Chucky Cosplayers Swarm a Screening of the New Child's Play

Thanks to franchises like Halloween, Friday the 13th, and A Nightmare on Elm Street, the '80s were [...]

Thanks to franchises like Halloween, Friday the 13th, and A Nightmare on Elm Street, the '80s were full of a number of intimidating slasher villains. In 1988, Child's Play landed in theaters and delivered audiences an all-new kind of villain with Chucky, a pint-sized doll who was imbued with the spirit of a murderer, thanks to a voodoo ritual. Whether it be for Halloween or for conventions, fans have regularly embraced their favorite villains by dressing up as them, though the short stature of Chucky made him a harder character to replicate for adults. That didn't stop a group of cosplayers who all attended a screening of the new Child's Play reboot, who attended in their best Chucky outfits.

child's play cosplay screening 2
(Photo: Heather Kennedy)

The screening took place at the Alamo Drafthouse in Austin, Texas, a theater known for doing all-clown screenings of IT and screenings of The Prodigy, about a little boy who seems to be evil, for expecting mothers.

Child's Play follows a mother (Aubrey Plaza) who gives her son (Mike and Gabriel Bateman) a toy doll for his birthday, unaware of its more sinister nature. The film was directed by Lars Klevberg.

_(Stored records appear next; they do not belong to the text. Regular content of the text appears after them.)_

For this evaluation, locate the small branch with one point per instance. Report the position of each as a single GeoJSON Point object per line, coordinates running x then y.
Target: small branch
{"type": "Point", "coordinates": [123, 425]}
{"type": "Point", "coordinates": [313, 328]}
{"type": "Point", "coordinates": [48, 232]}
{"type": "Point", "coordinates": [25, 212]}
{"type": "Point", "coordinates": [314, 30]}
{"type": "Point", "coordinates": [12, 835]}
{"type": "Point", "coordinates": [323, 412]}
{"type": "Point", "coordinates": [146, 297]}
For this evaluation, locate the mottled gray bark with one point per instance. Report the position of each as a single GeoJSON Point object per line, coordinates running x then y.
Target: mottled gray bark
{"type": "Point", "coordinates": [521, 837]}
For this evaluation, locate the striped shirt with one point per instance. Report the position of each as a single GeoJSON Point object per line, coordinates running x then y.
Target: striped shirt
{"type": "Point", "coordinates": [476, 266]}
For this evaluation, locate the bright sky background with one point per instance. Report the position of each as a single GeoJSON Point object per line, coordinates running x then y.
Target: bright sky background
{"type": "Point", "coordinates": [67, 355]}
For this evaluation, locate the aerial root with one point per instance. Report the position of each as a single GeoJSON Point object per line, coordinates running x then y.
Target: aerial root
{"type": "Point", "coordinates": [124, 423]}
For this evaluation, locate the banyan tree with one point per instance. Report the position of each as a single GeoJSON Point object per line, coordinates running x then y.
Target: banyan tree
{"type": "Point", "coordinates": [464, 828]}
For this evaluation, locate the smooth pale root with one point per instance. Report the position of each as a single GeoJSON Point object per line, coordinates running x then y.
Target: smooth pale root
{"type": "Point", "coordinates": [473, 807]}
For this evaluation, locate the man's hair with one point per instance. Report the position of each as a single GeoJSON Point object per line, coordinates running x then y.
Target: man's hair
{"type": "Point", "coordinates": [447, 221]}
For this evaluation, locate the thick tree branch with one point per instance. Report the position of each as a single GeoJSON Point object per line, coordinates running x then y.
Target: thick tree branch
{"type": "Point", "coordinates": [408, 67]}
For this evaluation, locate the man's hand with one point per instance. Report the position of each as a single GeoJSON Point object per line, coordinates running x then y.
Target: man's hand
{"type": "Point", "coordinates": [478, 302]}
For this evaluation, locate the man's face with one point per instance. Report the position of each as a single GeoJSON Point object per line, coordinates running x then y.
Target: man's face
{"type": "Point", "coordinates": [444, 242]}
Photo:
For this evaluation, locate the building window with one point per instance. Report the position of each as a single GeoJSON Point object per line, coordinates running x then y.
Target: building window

child's play chucky cosplay screening 1
(Photo: Heather Kennedy)

The original film depicted the murderous Charles Lee Ray using a voodoo ritual to inject his spirit into a Good Guy doll, though this new film introduces us to the "Buddi" brand, which is adorned on his overalls. Instead of supernatural motivations, the upcoming reboot shifts the focus to be the doll's malfunctioning artificial intelligence.

Producer Seth Grahame-Smith previously detailed what will make this new reboot so different from the original franchise.

"We sort of lean into more of the AI/Kaslan story and hint at a Chucky that is driven by something different than he is in the original series, when he's Charles Lee Ray and he's just a truly psychopathic killer in the body of a doll," Grahame-Smith shared with CinemaBlend. "[Also, there is] the mother/son story, the emotional component of the movie, which I feel like the movie really delivers. And then above all that, just the intensity, the gore, the fact that the movie is rated R, that it really does go there when it goes there. I think the movie looks big, is much bigger than a lot of movies that are our size - very affordable movie, we are. But we had big ambitions. Those are, I'd say, the primary things we're going for."

Child's Play lands in theaters this weekend.